Sorry if this is misplaced, but I didn't see a career specific board.
I've thought about this a few times in the past, but now I really want to go for it. My dream is to be a novel writer- and I'm going to write. But- right now, working in IT- my soul is slowly being drained away, along with my precious time (6 years here!!!). I have to get out, and waiting for a best seller to pop out is about as smart as investing my RRSP in lottery tickets, at this point.
I figure if I were to be a writer, I'd also want a part time job as well, to get out of the house- one thing that I'd LOVE to do is be a realtor. Is this really a bad job for an INFP? My father in law (or almost, anyways) is a realtor, so I have an in, so to speak. I have someone who would help me and coach me. I should mention that though I'm an I, I do have strong E tendencies. I've come out of my shell quite a bit since high school.
Sales appeals to me because I want to work flexible hours, and be responsible for how much I make. If I don't make any money, it's because I'm not working hard enough. I also love houses- I love going to opens, viewing new places, etc. I do like to meet new people, but that's the hardest part for me. Asking people for their business.

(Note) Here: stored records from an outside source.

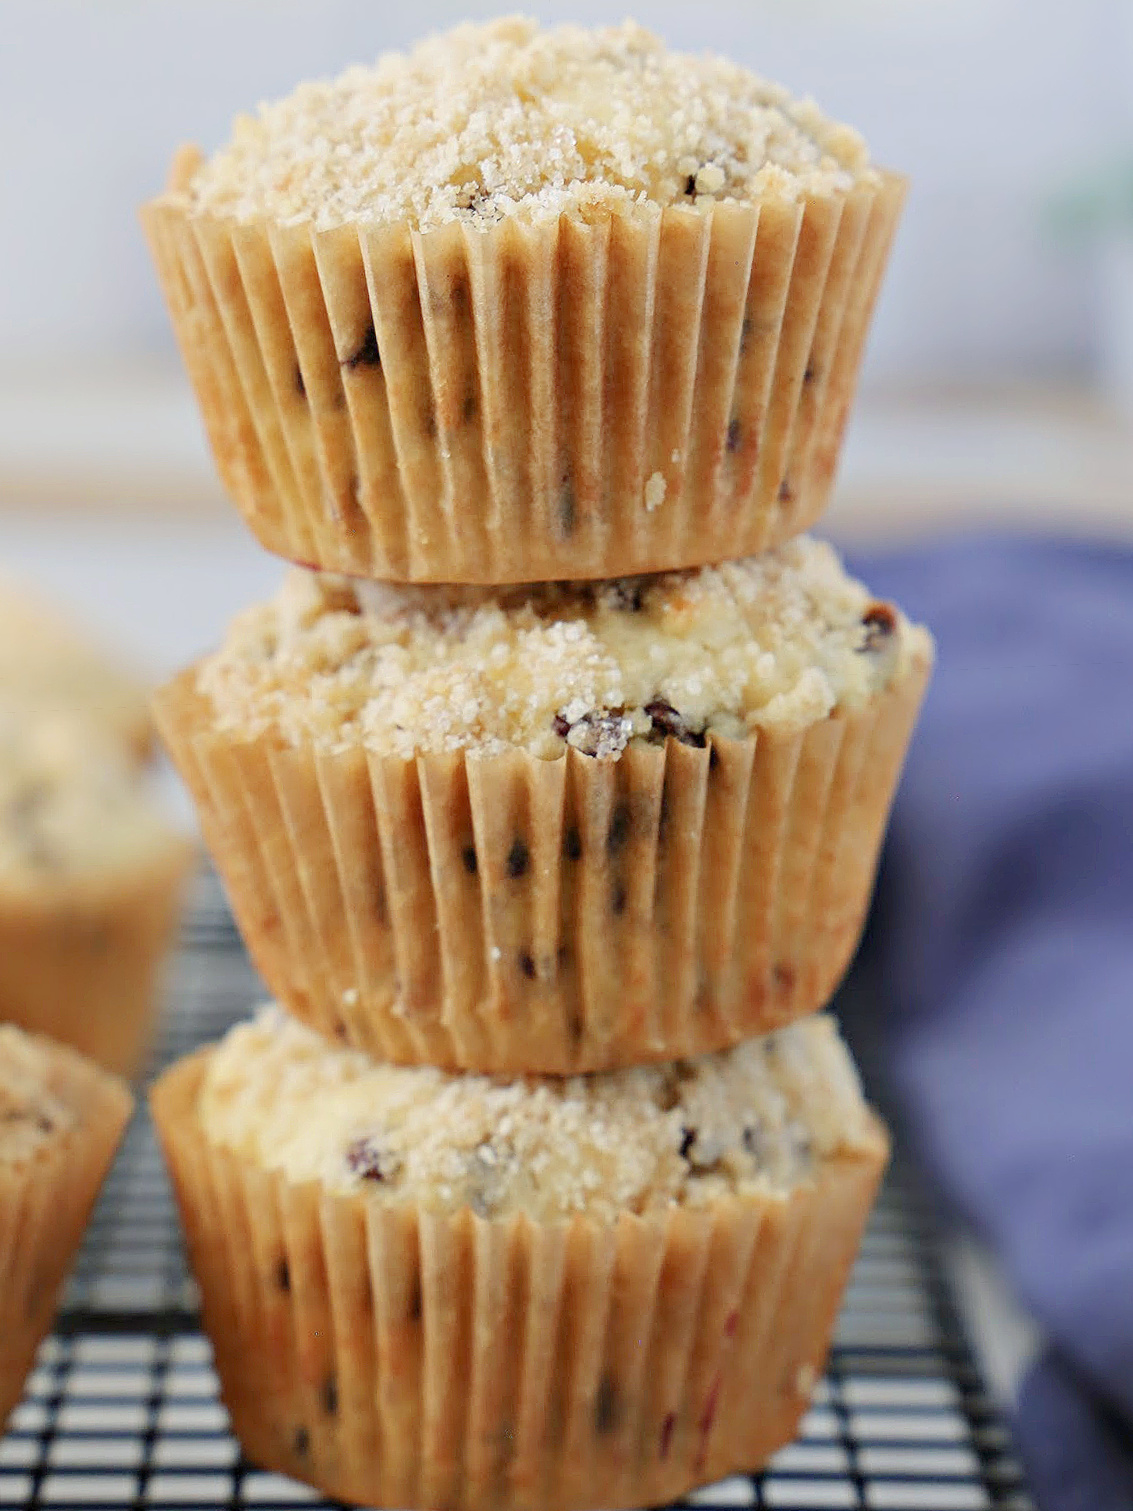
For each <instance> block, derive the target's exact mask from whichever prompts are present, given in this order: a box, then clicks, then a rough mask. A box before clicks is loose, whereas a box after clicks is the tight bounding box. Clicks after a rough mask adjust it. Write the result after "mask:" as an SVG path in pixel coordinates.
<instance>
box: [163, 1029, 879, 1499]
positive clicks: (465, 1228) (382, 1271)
mask: <svg viewBox="0 0 1133 1511" xmlns="http://www.w3.org/2000/svg"><path fill="white" fill-rule="evenodd" d="M205 1059H207V1052H202V1053H198V1055H195V1056H192V1058H190V1059H189V1061H183V1062H181V1064H180V1065H177V1067H174V1070H171V1071H168V1073H166V1076H163V1077H162V1080H160V1082H159V1083H157V1086H156V1088H154V1092H153V1109H154V1118H156V1123H157V1129H159V1135H160V1138H162V1142H163V1147H165V1151H166V1157H168V1160H169V1166H171V1171H172V1177H174V1186H175V1191H177V1197H178V1203H180V1207H181V1216H183V1222H184V1228H186V1236H187V1241H189V1253H190V1259H192V1263H193V1268H195V1272H196V1277H198V1281H199V1284H201V1295H202V1307H204V1324H205V1328H207V1330H208V1333H210V1336H211V1339H213V1348H215V1354H216V1366H218V1372H219V1375H221V1384H222V1393H224V1399H225V1404H227V1407H228V1410H230V1413H231V1416H233V1425H234V1429H236V1432H237V1435H239V1437H240V1440H242V1443H243V1448H245V1451H246V1452H248V1455H249V1457H251V1458H252V1461H255V1463H258V1464H263V1466H264V1467H269V1469H275V1470H279V1472H282V1473H287V1475H293V1476H296V1478H299V1479H305V1481H310V1482H311V1484H314V1485H317V1487H319V1488H320V1490H323V1491H325V1493H329V1494H334V1496H340V1497H343V1499H347V1500H360V1502H364V1503H367V1505H390V1506H397V1505H402V1506H405V1505H412V1506H438V1508H440V1506H447V1508H452V1511H465V1508H467V1511H473V1508H477V1511H479V1508H482V1511H488V1508H494V1511H512V1508H515V1511H518V1508H530V1511H535V1508H545V1511H554V1508H563V1511H565V1508H583V1506H609V1508H613V1506H631V1505H657V1503H666V1502H668V1500H672V1499H675V1497H677V1496H680V1494H681V1493H684V1491H686V1490H689V1488H690V1487H692V1485H696V1484H702V1482H707V1481H713V1479H718V1478H721V1476H722V1475H727V1473H733V1472H739V1470H754V1469H757V1467H760V1464H763V1463H764V1461H766V1460H767V1457H769V1455H770V1454H772V1452H773V1451H775V1449H776V1448H780V1446H781V1445H783V1443H786V1441H789V1440H790V1437H792V1435H793V1434H795V1431H796V1426H798V1420H799V1417H801V1414H802V1411H804V1410H805V1407H807V1402H808V1398H810V1392H811V1389H813V1386H814V1383H816V1380H817V1378H819V1375H820V1372H822V1367H823V1361H825V1355H826V1349H828V1345H829V1337H831V1331H832V1325H834V1318H835V1313H837V1307H838V1302H840V1298H841V1292H843V1287H844V1283H846V1278H847V1274H849V1268H851V1263H852V1259H854V1254H855V1253H857V1247H858V1242H860V1236H861V1230H863V1227H864V1222H866V1218H867V1213H869V1209H870V1204H872V1200H873V1195H875V1191H876V1185H878V1182H879V1179H881V1174H882V1170H884V1165H885V1159H887V1139H885V1133H884V1130H882V1129H881V1126H879V1124H876V1127H875V1133H873V1138H872V1139H870V1142H869V1145H867V1147H863V1148H861V1150H860V1151H857V1153H854V1154H846V1156H838V1157H835V1159H829V1160H823V1162H820V1165H819V1166H817V1170H816V1176H814V1179H813V1180H811V1182H807V1183H802V1185H799V1186H796V1188H795V1189H793V1191H792V1192H790V1194H787V1195H783V1194H775V1192H766V1194H754V1195H749V1197H733V1198H724V1200H721V1201H718V1203H715V1204H713V1206H710V1207H705V1209H680V1207H678V1209H672V1210H665V1212H660V1213H656V1215H645V1216H633V1215H628V1213H627V1215H624V1216H622V1218H619V1219H618V1222H616V1224H613V1225H600V1224H597V1222H592V1221H588V1219H586V1218H583V1216H579V1218H576V1219H573V1221H571V1222H570V1224H559V1225H539V1224H535V1222H532V1221H530V1219H527V1218H524V1216H514V1218H494V1219H483V1218H477V1216H474V1215H473V1213H471V1212H470V1210H467V1209H465V1210H462V1212H459V1213H456V1215H452V1216H437V1215H431V1213H428V1212H424V1210H418V1209H417V1207H415V1206H379V1204H376V1203H369V1201H367V1200H366V1198H364V1197H340V1195H329V1194H326V1192H320V1191H319V1189H317V1186H313V1185H302V1186H298V1185H292V1183H289V1182H287V1180H286V1179H284V1177H281V1176H279V1174H272V1173H266V1171H257V1170H254V1168H251V1166H249V1165H248V1163H246V1162H243V1160H242V1159H240V1157H239V1156H237V1154H236V1153H233V1151H230V1150H225V1148H221V1147H218V1145H213V1144H211V1142H210V1141H208V1138H207V1136H205V1135H204V1132H202V1129H201V1127H199V1124H198V1121H196V1108H195V1103H196V1089H198V1085H199V1079H201V1074H202V1071H204V1065H205Z"/></svg>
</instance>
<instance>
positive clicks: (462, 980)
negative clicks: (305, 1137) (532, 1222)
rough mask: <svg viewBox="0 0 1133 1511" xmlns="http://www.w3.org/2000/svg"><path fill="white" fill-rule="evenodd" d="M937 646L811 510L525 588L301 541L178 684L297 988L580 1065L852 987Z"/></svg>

As an INFP, I'm not very direct- I'd want to make sure people were 100% happy, and not push them to buy. Makes a good realtor, I think, but not a good sales man. Maybe I could learn to market myself, and get a good network of clients?
So... any realtors out there who are INFP's, who would talk to me about it? My mother in alw is a career counsellor, said I'd be great at it,a nd should go for it- then int he next breath, told me it's a great job tohave when raising kids cause it's so flexble. That kind of turned me off (I'm 25, not ready for kids, she's pushing for grand kids, lol). On the flip side, she's been teaching MBTI types...so if it was a bad choice for me, I think she'd have said so. On the other hand, she knows I hate my current job, and that I just want to get out. I've been taking personality tests for years, trying to find my ideal job. I don't thin there is one- for me, anyways. I don't really WANT to work. If I had the choice, I wouldn't do anything (I'm bad- but also burnt out from current job). BUT...to me, selling houses doesn't sound like work. It looks like fun. Am I crazy? I ahve seen it first hand, I know you have to work some weekends and nights. And are you really helping people? Isn't that the INFP goal, to make the world a better place?
As usual, I'm a bit confused. It would cost me $3,000 to get my license (after course & license fees) and take about 4 months. I would have to sell one condo/house a month to make what I'm making right now. Sounds like a plan.
Or is it? I know me- I get all these ideas, and try all these things. I took diving lessons, motorcycle lessons, took up quilting (Well, i bought the stuff, never did make it). I have a new interest every week. And I kick myself for getting into things I can't get out of. I don't wan to waste 3,000 that I can't afford. I want to make sure it's something I'd at least somewhat enjoy doing. Other than reading reael estate mags,my only other interests are reading and traveling. Whats a girl to do?